Introduction
Immunosuppression, the cornerstone of management of Crohn’s disease (CD) and ulcerative colitis (UC) (inflammatory bowel diseases; IBD) is associated with an increased risk of serious infections that is inadequately predicted by clinical risk factors. The role of genetics in determining susceptibility to infections is unknown.
Methods
From a prospective consented patient registry, we identified IBD patients with serious infections requiring hospitalization. Analysis was performed to identify IBD-related and non-IBD related immune response loci on the Immunochip that were associated with serious infections and a genetic risk score (GRS) representing the cumulative burden of the identified SNPs was calculated.
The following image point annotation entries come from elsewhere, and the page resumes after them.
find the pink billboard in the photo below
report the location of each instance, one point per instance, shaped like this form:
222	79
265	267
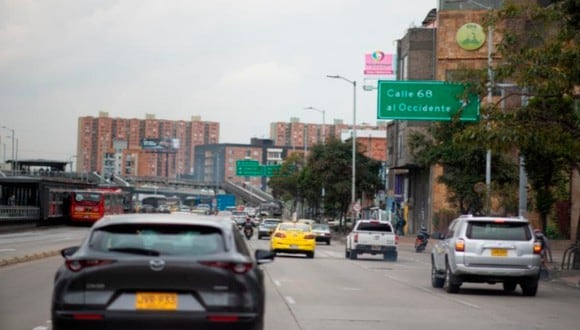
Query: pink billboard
379	64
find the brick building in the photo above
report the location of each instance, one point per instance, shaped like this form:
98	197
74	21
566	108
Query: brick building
116	146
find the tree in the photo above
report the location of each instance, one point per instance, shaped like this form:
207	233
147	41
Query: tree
540	52
463	165
328	167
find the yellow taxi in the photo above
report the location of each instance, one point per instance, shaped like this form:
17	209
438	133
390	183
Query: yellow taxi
293	237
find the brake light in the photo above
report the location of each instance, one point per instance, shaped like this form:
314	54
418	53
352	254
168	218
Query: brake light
460	245
537	247
236	267
223	318
88	317
78	265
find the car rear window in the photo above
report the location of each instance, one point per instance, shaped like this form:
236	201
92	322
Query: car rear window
375	226
509	231
158	240
294	226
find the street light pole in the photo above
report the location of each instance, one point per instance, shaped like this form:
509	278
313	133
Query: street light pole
323	121
353	82
14	164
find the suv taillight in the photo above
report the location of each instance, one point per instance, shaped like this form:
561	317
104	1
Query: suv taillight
537	247
236	267
78	265
460	245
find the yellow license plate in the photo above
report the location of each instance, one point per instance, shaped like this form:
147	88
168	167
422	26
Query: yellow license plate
156	301
499	252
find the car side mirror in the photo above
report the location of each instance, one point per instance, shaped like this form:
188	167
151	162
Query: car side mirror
264	256
69	251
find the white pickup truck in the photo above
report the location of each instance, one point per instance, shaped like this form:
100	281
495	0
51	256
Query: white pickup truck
372	237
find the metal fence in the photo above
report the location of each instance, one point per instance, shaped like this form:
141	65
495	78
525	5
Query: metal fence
19	213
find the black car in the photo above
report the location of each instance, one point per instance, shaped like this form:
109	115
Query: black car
160	271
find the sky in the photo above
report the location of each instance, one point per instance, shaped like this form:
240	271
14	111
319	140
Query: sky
242	63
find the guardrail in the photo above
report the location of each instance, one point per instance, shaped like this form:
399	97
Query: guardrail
19	213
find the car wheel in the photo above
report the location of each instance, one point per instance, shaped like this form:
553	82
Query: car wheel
450	284
437	280
353	255
509	286
529	287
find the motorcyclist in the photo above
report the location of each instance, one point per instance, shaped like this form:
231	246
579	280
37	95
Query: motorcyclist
423	234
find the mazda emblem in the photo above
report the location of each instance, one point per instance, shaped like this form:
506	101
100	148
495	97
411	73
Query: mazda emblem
156	264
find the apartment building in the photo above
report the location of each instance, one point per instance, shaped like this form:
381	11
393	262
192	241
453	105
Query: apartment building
141	147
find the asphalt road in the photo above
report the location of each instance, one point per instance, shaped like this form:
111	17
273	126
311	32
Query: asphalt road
327	292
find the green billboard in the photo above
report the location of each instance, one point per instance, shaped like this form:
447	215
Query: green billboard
248	167
425	100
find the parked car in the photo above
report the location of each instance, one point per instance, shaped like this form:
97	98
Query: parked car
487	250
267	226
168	271
322	232
293	237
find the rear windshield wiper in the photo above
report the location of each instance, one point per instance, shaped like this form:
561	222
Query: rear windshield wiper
145	252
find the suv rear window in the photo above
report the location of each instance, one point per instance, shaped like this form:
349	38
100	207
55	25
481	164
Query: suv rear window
508	231
158	240
375	226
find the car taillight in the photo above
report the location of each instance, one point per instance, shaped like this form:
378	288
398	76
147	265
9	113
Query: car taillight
460	245
88	317
537	247
223	318
236	267
78	265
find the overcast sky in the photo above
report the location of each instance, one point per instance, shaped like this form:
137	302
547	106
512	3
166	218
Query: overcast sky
243	63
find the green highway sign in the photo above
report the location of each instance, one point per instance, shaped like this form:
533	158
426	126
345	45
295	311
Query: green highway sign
270	170
248	167
425	100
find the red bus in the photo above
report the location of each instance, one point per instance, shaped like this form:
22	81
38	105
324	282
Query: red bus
91	205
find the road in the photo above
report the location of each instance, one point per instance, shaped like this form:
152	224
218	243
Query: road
329	292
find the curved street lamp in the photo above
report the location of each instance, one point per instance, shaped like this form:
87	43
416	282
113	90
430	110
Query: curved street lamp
353	82
323	121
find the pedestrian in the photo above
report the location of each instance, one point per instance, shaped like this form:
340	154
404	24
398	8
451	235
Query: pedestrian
12	200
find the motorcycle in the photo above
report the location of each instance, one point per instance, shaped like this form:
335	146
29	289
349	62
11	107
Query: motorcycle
421	243
248	231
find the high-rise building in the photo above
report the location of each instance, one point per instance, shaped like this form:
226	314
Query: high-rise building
141	147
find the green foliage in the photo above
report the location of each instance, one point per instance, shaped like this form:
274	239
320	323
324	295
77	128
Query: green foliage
328	166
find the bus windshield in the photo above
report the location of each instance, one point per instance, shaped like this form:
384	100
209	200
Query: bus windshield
87	197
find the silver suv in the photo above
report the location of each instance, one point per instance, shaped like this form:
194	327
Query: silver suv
487	250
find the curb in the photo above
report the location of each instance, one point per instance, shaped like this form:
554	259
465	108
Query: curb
28	257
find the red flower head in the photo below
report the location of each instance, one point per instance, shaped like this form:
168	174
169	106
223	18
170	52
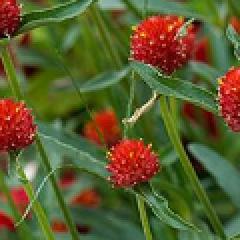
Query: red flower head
236	24
229	98
19	197
155	41
6	222
201	52
88	198
106	124
131	163
10	16
17	129
58	226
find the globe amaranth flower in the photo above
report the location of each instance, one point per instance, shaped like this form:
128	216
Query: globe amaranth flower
17	128
131	163
156	41
235	22
229	98
103	128
6	222
10	17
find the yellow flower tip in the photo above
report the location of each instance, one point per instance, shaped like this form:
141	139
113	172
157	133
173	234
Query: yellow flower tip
181	19
134	28
220	80
170	28
143	34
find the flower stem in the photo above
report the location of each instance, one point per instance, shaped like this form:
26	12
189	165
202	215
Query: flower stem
189	171
23	231
13	81
144	218
98	19
139	199
37	208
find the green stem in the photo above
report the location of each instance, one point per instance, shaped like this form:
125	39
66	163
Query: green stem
140	200
23	231
13	81
189	171
58	194
37	208
144	218
105	35
133	8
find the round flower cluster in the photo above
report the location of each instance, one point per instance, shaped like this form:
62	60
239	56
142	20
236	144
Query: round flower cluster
17	129
229	98
157	41
131	162
10	17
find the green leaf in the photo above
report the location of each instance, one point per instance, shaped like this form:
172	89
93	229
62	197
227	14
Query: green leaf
170	7
56	14
175	87
227	177
235	237
84	154
206	72
160	208
104	80
232	35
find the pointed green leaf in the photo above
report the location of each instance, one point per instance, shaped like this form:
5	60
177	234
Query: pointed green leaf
160	208
225	174
175	87
55	14
85	155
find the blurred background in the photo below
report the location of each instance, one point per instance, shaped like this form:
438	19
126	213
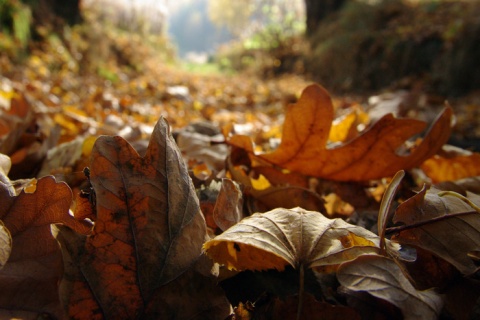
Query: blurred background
350	46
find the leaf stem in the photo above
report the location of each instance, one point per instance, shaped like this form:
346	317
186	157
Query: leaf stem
301	292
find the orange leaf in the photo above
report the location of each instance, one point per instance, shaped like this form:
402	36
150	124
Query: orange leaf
146	243
371	155
29	279
440	168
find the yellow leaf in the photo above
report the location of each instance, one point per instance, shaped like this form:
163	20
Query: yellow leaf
295	237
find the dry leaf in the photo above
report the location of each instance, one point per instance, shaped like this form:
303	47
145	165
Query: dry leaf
228	209
372	155
442	224
30	277
453	168
296	237
5	244
146	242
383	278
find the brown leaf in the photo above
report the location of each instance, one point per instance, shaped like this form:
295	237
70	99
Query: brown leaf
29	279
383	278
443	224
371	155
5	244
296	237
147	238
451	168
228	208
312	309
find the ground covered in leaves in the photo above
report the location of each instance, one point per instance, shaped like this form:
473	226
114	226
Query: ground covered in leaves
165	194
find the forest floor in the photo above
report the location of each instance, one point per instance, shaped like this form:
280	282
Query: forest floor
53	113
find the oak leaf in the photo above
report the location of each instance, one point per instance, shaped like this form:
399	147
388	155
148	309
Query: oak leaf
452	166
382	277
29	280
442	222
372	155
143	257
295	237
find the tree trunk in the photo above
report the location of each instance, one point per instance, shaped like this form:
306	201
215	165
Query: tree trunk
317	10
56	11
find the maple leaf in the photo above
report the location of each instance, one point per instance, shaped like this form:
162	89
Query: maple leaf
382	277
295	237
30	276
143	258
442	222
371	155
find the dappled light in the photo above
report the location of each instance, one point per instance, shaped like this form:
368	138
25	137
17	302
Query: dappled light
258	159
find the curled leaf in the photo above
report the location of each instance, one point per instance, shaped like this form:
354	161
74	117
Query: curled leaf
372	155
29	280
295	237
383	278
147	237
5	244
442	224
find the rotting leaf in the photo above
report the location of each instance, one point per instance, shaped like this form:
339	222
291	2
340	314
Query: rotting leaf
5	244
451	168
371	155
442	224
382	277
295	237
228	207
29	280
147	238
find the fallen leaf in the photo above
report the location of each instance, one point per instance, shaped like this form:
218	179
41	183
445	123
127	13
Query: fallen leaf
5	244
228	209
142	259
278	308
382	277
279	196
385	206
451	168
442	224
29	280
372	155
295	237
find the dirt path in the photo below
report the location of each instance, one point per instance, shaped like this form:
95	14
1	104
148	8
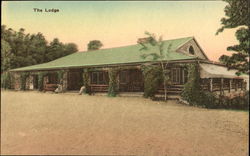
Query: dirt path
43	123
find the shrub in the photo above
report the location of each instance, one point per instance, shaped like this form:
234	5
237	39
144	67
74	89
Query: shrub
6	80
152	80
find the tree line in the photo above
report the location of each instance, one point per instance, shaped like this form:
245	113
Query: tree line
237	14
19	49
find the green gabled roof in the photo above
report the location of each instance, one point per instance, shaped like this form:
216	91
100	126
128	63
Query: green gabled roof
112	56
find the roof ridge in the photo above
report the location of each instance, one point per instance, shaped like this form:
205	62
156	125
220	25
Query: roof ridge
132	45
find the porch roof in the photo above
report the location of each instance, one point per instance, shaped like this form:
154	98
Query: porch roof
218	71
113	56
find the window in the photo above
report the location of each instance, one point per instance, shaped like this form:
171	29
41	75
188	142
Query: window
191	50
99	78
185	76
52	78
123	77
176	75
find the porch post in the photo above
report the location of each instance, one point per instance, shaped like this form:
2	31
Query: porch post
221	86
236	85
211	85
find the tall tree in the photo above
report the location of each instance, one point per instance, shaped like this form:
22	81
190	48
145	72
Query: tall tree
94	45
237	16
158	55
6	55
20	49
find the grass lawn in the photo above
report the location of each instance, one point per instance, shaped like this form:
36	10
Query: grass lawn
45	123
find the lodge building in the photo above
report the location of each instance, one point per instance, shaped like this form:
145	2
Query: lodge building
177	52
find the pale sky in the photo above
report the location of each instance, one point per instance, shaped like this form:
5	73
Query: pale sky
122	23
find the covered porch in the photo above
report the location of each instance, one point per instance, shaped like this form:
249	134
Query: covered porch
215	78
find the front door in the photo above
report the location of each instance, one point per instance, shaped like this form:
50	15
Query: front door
131	81
75	80
176	75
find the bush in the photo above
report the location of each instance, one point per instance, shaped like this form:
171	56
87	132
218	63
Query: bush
152	80
6	80
210	100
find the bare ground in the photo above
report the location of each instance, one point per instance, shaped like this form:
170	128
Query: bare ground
44	123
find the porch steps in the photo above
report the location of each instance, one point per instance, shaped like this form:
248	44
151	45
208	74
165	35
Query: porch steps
172	90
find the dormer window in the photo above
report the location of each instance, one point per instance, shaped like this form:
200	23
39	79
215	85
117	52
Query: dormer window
191	50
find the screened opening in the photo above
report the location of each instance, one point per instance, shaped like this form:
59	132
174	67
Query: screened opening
191	50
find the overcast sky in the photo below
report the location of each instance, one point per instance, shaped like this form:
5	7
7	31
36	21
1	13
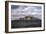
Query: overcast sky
19	11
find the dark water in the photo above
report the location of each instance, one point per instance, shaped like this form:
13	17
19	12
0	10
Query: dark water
26	23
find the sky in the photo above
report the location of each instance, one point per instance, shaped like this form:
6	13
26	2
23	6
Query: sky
20	11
Multivariable logistic regression used to identify effect of clinical and genetic factors.
Results
The study included 1,333 IBD patients (795 CD, 538 UC) with median disease duration of 13 years. A total of 133 patients (10%) had a serious infection requiring hospitalization. Patients with infections were more likely to have CD and had shorter disease duration. The most common infections were skin and soft-tissue, respiratory, and urinary tract infections. Eight IBD risk loci and 2 other polymorphisms were significantly associations with serious infections. Each 1 point increase in the infection GRS was associated with a 50% increase in risk of infections (OR 1.53, 95% CI 1.37 – 1.70,) (p=1×10−14), confirmed on multivariable analysis. Genetic risk factors improved performance of a model predicting infections over clinical covariates alone (p < 0.001).
Conclusions
Genetic risk factors may predict susceptibility to infections in patients with IBD.